Topic 3: Classroom Incidents
"He said, "When Aboriginal people walk into a room, they are considered political. They're just political, that's just the way it is." So that was one comment that I responded to, and I said, "You know, when Aboriginal people walk into the room, they're Aboriginal people. If you choose to think of us as political, that's something different. And that's a general statement, it's an assumption, it's a stereotype..." As I was listening to him and after I made my response, I had another student on the other side of me say, "Be quiet, he has a right to say what he wants." IVT: 8,3
"I'm trying to respond to one of his comments, because logically you respond to one racial comment at a time, if you can...And of course the girl over here is telling me to be quiet...and at one point the instructor did say, as she's scanning the room and looking at all of us, "Is there anybody who wants to respond to this?" She was actually, the way that it was posed was that...she was just hoping and pleading that somebody respond to him." IVT: 8,4
"I think he should have been held more accountable to the instructor. What do you say to that? "What do you mean? Do you realize that these are assumptions, do you realize that these are stereotypes, do you realize...", something. I can probably say for sure that if the instructor thought about what she could have said, she probably would come up with better stuff than I'm saying right now, because I will grant that the instructor is aware, but I just don't think that the instructor was comfortable with addressing it right there, and I think that should have happened." IVT: 8,15
Discussion and Analysis
In postsecondary institutions, the classroom is protected as the "instructor's domain," and for good reasons. Instructors' rights to teach and discuss subject matter of their own design are an extension of academic freedom of inquiry, for both the instructor and students. And because the classroom is the instructor's domain, there are responsibilities that go along with it. For instructors, addressing incidents that take place in the classroom is a part of this responsibility.

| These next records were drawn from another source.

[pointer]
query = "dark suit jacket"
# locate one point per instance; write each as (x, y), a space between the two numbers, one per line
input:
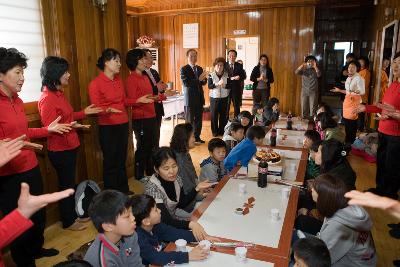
(192, 86)
(157, 105)
(256, 74)
(236, 85)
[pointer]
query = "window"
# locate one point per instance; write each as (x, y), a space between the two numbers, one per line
(21, 28)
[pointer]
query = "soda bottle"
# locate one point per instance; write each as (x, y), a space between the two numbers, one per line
(262, 173)
(272, 137)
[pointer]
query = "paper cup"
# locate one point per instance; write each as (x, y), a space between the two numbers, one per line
(240, 253)
(275, 214)
(180, 245)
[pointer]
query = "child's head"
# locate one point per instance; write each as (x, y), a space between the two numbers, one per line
(145, 210)
(165, 165)
(310, 136)
(256, 134)
(236, 130)
(182, 138)
(328, 193)
(326, 121)
(245, 118)
(217, 149)
(273, 104)
(111, 211)
(311, 252)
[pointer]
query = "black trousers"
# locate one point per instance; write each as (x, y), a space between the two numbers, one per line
(146, 144)
(387, 165)
(29, 244)
(219, 118)
(64, 162)
(114, 143)
(194, 115)
(350, 129)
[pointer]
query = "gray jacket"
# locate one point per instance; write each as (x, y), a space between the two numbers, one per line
(103, 252)
(347, 235)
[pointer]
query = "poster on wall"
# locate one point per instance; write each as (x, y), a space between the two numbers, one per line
(191, 35)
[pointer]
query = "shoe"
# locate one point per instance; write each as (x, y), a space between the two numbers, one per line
(394, 225)
(395, 233)
(47, 252)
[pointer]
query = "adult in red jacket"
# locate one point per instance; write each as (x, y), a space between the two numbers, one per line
(62, 149)
(140, 90)
(24, 167)
(107, 92)
(388, 168)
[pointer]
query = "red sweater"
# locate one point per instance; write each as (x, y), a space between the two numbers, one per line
(51, 105)
(105, 93)
(13, 123)
(138, 85)
(12, 226)
(391, 97)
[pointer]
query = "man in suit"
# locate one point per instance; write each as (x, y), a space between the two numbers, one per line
(236, 77)
(193, 79)
(158, 87)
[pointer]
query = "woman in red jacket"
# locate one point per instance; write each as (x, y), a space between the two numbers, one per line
(139, 89)
(24, 167)
(107, 92)
(387, 165)
(62, 149)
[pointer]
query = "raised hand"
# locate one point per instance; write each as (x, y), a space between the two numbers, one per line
(29, 204)
(59, 128)
(89, 110)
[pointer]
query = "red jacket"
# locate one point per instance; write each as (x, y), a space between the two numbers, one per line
(105, 93)
(138, 85)
(13, 123)
(51, 105)
(12, 226)
(391, 97)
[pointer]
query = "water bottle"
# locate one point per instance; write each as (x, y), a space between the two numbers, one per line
(272, 138)
(262, 174)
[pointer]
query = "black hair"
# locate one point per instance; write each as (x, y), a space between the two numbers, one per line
(366, 61)
(355, 63)
(271, 102)
(161, 155)
(313, 135)
(73, 263)
(10, 58)
(133, 56)
(326, 121)
(215, 143)
(235, 126)
(312, 251)
(310, 57)
(333, 154)
(141, 207)
(107, 55)
(51, 71)
(180, 137)
(233, 50)
(107, 206)
(350, 55)
(255, 132)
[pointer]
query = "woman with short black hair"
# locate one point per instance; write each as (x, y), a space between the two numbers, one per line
(62, 150)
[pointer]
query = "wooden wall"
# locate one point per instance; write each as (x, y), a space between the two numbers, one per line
(286, 36)
(78, 31)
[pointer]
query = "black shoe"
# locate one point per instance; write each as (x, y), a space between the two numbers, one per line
(394, 225)
(47, 252)
(395, 233)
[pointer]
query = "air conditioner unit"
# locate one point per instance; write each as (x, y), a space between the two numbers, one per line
(154, 54)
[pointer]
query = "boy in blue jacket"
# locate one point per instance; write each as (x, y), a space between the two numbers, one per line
(244, 151)
(152, 231)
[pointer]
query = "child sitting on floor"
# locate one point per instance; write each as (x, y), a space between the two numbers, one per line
(244, 151)
(212, 168)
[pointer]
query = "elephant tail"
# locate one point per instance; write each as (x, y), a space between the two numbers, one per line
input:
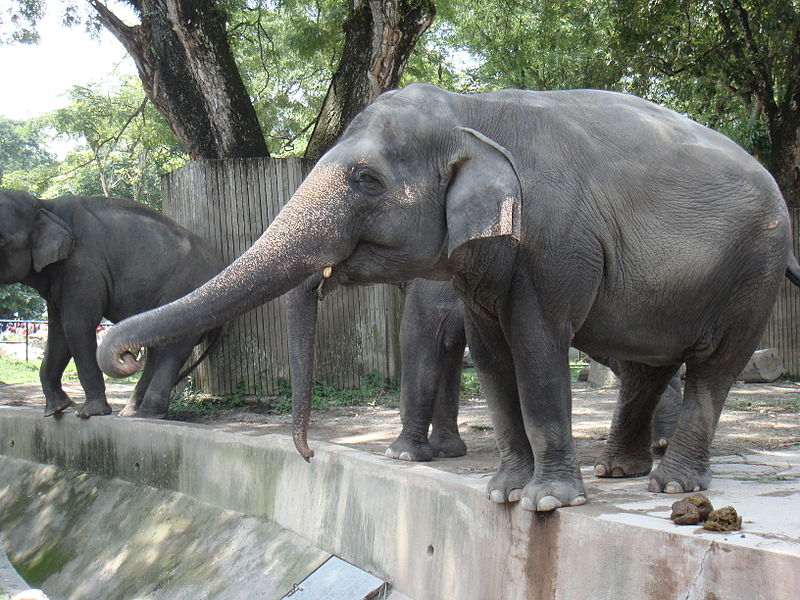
(793, 270)
(214, 335)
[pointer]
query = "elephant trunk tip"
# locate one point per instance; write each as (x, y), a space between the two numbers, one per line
(301, 444)
(121, 363)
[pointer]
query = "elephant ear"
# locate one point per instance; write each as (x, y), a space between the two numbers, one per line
(51, 240)
(484, 196)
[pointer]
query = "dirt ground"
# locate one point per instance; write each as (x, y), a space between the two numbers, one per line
(756, 417)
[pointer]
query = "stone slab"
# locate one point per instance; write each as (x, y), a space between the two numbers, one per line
(433, 534)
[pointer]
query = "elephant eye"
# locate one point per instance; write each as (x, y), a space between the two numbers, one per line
(368, 182)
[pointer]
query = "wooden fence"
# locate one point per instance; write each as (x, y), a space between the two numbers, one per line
(230, 203)
(783, 329)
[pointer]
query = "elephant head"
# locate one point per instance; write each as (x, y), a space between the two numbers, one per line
(408, 184)
(31, 237)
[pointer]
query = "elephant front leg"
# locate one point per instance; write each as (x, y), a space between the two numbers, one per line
(55, 360)
(417, 391)
(627, 451)
(495, 367)
(541, 355)
(83, 345)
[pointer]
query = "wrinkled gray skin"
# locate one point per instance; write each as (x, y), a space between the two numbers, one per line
(578, 217)
(432, 342)
(100, 257)
(666, 412)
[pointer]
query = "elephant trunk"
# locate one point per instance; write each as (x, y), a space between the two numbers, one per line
(302, 324)
(305, 237)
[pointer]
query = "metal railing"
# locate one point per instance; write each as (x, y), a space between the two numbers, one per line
(18, 331)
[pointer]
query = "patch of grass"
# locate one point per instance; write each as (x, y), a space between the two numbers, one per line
(15, 370)
(787, 403)
(739, 404)
(189, 402)
(470, 384)
(376, 389)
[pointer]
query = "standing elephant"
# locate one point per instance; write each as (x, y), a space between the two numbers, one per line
(91, 258)
(432, 342)
(579, 217)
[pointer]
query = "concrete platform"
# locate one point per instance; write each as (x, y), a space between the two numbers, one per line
(430, 534)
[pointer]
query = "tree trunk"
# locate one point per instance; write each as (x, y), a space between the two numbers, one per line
(187, 69)
(785, 167)
(379, 38)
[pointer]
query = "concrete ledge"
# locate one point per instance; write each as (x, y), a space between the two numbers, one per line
(432, 534)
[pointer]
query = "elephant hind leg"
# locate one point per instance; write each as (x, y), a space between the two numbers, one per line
(445, 439)
(627, 451)
(685, 466)
(166, 364)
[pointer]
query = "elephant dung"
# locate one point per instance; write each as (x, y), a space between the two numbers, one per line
(765, 366)
(691, 510)
(723, 519)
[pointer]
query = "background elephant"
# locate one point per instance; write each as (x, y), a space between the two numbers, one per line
(432, 342)
(91, 258)
(585, 218)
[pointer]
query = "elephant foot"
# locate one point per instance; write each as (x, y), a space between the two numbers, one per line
(57, 404)
(128, 411)
(507, 484)
(450, 446)
(614, 464)
(544, 496)
(406, 449)
(93, 408)
(674, 479)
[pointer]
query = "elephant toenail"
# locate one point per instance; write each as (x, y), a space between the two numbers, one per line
(497, 496)
(548, 503)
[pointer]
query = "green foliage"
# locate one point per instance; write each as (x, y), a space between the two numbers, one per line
(19, 301)
(18, 21)
(124, 145)
(494, 44)
(13, 370)
(286, 52)
(375, 389)
(470, 384)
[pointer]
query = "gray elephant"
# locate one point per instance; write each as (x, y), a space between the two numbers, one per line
(432, 342)
(91, 258)
(586, 218)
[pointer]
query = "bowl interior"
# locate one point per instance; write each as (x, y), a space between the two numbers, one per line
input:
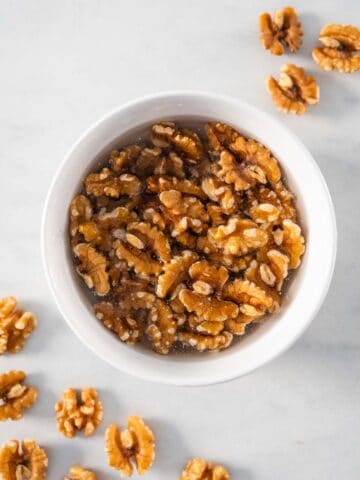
(306, 290)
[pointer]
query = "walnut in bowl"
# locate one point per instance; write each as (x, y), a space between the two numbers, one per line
(212, 207)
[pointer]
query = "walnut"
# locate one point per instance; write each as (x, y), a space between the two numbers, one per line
(175, 272)
(209, 308)
(219, 192)
(238, 236)
(14, 396)
(199, 469)
(283, 30)
(124, 157)
(136, 443)
(22, 461)
(189, 242)
(114, 319)
(161, 183)
(15, 326)
(293, 242)
(162, 329)
(183, 212)
(108, 184)
(151, 237)
(72, 414)
(341, 44)
(136, 259)
(79, 473)
(92, 268)
(166, 133)
(294, 91)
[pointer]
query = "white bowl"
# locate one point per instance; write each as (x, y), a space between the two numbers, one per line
(307, 290)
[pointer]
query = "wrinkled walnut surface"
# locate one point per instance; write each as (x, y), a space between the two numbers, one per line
(186, 238)
(25, 461)
(340, 48)
(14, 396)
(294, 91)
(199, 469)
(281, 31)
(74, 413)
(136, 443)
(15, 326)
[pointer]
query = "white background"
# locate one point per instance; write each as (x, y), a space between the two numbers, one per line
(64, 64)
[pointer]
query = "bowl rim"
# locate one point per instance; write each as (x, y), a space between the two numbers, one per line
(237, 372)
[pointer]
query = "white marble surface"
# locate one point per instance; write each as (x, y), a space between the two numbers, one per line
(66, 63)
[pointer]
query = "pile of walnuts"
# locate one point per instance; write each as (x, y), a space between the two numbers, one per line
(186, 238)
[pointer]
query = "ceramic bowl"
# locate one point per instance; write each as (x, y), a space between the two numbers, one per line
(306, 292)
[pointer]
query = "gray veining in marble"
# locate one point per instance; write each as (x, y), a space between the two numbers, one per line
(66, 63)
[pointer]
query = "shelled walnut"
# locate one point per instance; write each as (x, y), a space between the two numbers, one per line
(14, 396)
(340, 48)
(80, 473)
(199, 469)
(136, 443)
(72, 414)
(25, 461)
(186, 238)
(281, 31)
(294, 91)
(15, 326)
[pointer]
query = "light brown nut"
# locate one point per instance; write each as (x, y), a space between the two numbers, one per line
(161, 183)
(341, 44)
(293, 242)
(209, 274)
(119, 322)
(199, 469)
(15, 326)
(22, 461)
(284, 30)
(152, 238)
(209, 308)
(92, 268)
(175, 272)
(162, 327)
(80, 473)
(166, 133)
(183, 212)
(124, 158)
(74, 413)
(294, 91)
(238, 237)
(206, 342)
(110, 185)
(248, 293)
(136, 443)
(14, 396)
(137, 259)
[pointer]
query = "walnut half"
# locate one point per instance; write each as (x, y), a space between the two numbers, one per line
(22, 462)
(14, 396)
(73, 415)
(137, 442)
(199, 469)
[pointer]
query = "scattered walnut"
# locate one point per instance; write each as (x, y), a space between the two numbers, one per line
(136, 443)
(187, 239)
(294, 91)
(14, 396)
(199, 469)
(72, 414)
(22, 462)
(92, 268)
(340, 50)
(79, 473)
(284, 30)
(15, 326)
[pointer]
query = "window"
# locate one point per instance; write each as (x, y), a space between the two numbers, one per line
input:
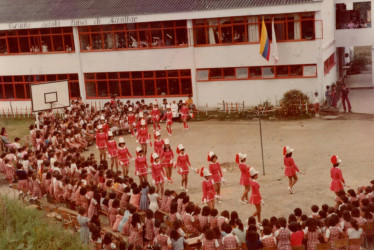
(257, 72)
(31, 41)
(133, 35)
(329, 63)
(355, 15)
(138, 84)
(18, 87)
(236, 30)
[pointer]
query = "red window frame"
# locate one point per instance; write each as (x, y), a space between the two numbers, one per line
(150, 35)
(255, 69)
(329, 63)
(37, 41)
(218, 24)
(16, 88)
(139, 77)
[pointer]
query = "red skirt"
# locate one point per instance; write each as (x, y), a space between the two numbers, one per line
(245, 181)
(255, 199)
(113, 153)
(336, 186)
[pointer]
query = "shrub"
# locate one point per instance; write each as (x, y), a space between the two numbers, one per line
(26, 228)
(291, 102)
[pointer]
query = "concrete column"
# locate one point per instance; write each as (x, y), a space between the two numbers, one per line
(193, 68)
(82, 86)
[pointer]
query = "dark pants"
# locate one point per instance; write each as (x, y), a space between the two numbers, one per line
(346, 99)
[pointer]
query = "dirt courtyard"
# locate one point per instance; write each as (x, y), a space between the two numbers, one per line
(314, 141)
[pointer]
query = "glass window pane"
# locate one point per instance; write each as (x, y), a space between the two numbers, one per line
(149, 87)
(296, 70)
(90, 89)
(255, 72)
(268, 72)
(102, 88)
(24, 45)
(162, 87)
(3, 47)
(20, 91)
(89, 76)
(113, 88)
(310, 70)
(101, 76)
(137, 88)
(112, 75)
(241, 73)
(282, 71)
(125, 88)
(186, 86)
(74, 89)
(160, 73)
(185, 72)
(52, 78)
(148, 74)
(173, 73)
(124, 75)
(174, 87)
(46, 44)
(96, 41)
(229, 73)
(215, 74)
(18, 78)
(137, 74)
(57, 43)
(13, 45)
(8, 91)
(85, 42)
(202, 74)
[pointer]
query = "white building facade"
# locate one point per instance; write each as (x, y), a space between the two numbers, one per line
(211, 54)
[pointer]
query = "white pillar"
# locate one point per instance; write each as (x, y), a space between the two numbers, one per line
(82, 86)
(193, 68)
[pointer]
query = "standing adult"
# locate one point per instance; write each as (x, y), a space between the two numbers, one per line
(337, 180)
(290, 168)
(245, 177)
(345, 98)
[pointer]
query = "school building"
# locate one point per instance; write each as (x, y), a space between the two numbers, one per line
(155, 49)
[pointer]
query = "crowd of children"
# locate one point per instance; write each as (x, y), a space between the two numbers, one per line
(52, 166)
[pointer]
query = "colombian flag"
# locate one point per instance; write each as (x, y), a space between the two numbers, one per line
(264, 42)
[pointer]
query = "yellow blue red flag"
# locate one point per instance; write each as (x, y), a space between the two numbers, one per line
(264, 42)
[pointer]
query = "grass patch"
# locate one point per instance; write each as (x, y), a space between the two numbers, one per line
(17, 127)
(26, 228)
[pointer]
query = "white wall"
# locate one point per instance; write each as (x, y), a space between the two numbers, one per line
(252, 92)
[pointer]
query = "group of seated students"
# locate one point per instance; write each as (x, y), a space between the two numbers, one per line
(55, 168)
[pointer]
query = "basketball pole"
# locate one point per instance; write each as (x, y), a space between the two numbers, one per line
(262, 148)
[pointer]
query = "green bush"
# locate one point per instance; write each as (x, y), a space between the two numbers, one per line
(291, 102)
(28, 228)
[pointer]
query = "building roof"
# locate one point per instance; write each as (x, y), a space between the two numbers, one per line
(40, 10)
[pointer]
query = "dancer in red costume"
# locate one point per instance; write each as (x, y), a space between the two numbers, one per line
(123, 156)
(112, 150)
(141, 166)
(169, 119)
(156, 116)
(183, 164)
(209, 192)
(101, 139)
(245, 177)
(167, 157)
(290, 168)
(215, 170)
(158, 174)
(185, 113)
(337, 180)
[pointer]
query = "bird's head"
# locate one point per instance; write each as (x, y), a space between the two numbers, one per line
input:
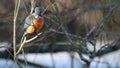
(38, 11)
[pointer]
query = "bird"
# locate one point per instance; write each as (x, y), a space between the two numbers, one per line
(34, 22)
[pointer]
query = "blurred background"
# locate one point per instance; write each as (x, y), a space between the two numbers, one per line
(76, 34)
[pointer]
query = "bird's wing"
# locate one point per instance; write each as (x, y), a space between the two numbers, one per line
(28, 21)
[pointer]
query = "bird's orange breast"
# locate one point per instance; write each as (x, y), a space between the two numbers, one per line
(35, 26)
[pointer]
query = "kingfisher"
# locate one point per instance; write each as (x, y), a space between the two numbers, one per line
(34, 22)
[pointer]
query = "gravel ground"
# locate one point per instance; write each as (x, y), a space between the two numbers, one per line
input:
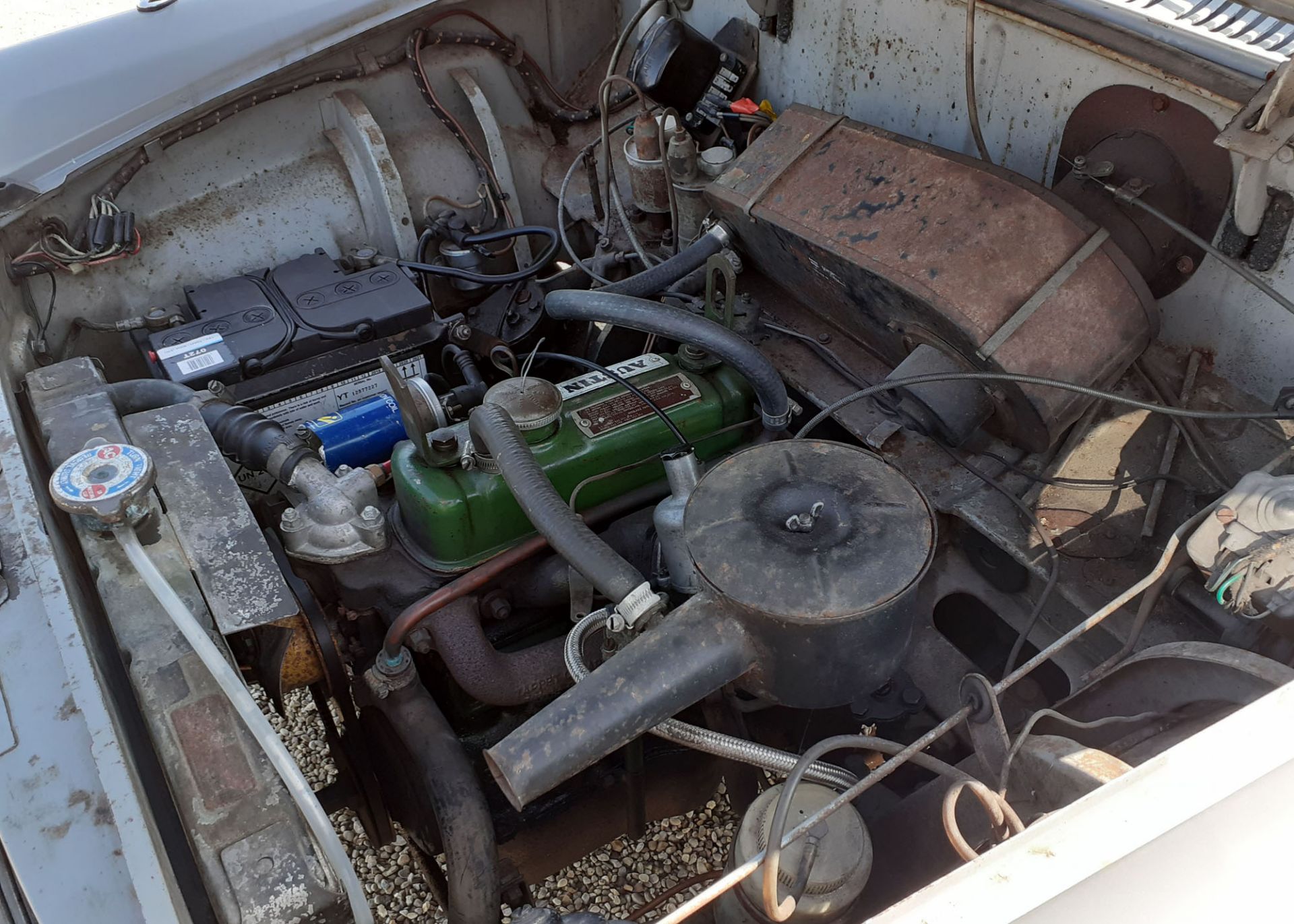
(613, 882)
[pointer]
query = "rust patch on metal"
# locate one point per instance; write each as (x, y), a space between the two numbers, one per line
(209, 739)
(897, 243)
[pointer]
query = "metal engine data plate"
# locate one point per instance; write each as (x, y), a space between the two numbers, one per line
(627, 408)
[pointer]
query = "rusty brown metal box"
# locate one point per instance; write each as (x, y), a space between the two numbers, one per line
(898, 243)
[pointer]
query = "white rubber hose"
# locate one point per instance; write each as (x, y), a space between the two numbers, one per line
(232, 685)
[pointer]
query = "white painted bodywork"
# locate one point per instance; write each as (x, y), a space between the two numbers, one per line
(1195, 835)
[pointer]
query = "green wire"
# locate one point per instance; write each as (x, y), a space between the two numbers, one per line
(1226, 585)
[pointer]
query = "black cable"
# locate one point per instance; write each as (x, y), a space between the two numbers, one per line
(42, 326)
(627, 383)
(824, 352)
(489, 237)
(1053, 575)
(1094, 483)
(890, 385)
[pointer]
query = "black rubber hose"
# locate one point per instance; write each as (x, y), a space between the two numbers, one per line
(253, 439)
(444, 776)
(247, 435)
(135, 395)
(493, 430)
(489, 237)
(651, 317)
(475, 388)
(664, 275)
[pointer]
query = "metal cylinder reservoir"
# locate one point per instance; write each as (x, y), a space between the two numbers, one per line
(817, 548)
(809, 555)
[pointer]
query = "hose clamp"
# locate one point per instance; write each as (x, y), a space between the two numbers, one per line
(637, 603)
(779, 421)
(720, 232)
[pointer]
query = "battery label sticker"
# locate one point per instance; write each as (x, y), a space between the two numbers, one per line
(330, 399)
(321, 403)
(189, 346)
(582, 385)
(195, 364)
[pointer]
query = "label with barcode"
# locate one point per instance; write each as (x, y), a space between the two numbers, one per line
(193, 364)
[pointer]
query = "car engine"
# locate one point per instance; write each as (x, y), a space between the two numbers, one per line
(575, 452)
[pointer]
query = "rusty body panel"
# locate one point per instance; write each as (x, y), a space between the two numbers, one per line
(901, 243)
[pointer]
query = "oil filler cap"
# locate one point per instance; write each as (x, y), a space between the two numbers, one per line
(105, 483)
(534, 404)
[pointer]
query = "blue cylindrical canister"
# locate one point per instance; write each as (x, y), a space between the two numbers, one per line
(357, 435)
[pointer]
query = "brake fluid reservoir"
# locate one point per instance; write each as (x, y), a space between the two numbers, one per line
(454, 517)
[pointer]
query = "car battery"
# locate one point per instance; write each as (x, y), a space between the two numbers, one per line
(249, 325)
(299, 342)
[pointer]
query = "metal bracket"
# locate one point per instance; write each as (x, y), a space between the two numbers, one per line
(351, 129)
(987, 730)
(1045, 291)
(497, 152)
(720, 264)
(1260, 133)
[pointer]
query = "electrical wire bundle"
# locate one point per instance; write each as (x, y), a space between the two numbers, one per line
(111, 235)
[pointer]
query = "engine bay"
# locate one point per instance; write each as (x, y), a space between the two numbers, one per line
(580, 452)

This student's classroom experience illustrates why it is important for instructors to address incidents that take place in the classroom. Postsecondary institutions provide support services and resources that help students deal with the demands that are related to their postsecondary and graduate experiences; however, these resources are not typically effective in intervening in classroom incidents. Reports of these incidents may not reach these support services, as students may not take their experiences beyond the classroom due to the demands of their coursework, class schedules, and other life demands. Moreover, the student is faced with revisiting a traumatic experience while taking on the burden of responsibility to seek out resolution for a racist incident. This often results in the incident going unreported, since it can require a substantial amount of time and energy on the students' behalf in order to see a report through to a resolution.
This student's account describes a situation where an instructor's response was considered inadequate, and as a result, had significant and harmful consequences to the student. In this situation, the student was forced to take on the burden of intervening in a classroom incident. She took a significant risk in responding to another student's comments, resulting in, among other things:
- A direct confrontation with him, and with another student;
- Leaving the classroom as a result of feeling frustrated and unsupported;
- Faced with the burden of soliciting a response from the instructor;
- Anxiety over returning to the classroom;
- Alienation from the classroom and other students as the "troublemaker";
- An inability to resume her coursework for that class;
- A troubled relationship with the instructor.
In addition to fully engaging and addressing a situation in class, it's crucial to address an incident when it happens. As this student indicates, a situation can intensify if an instructor's response is delayed. She points out that if the instructor had responded immediately, it may have helped to minimize the consequences for her personally and professionally, her relationship with the instructor, and for other students in the class. Of course, the question is, how to effectively intervene.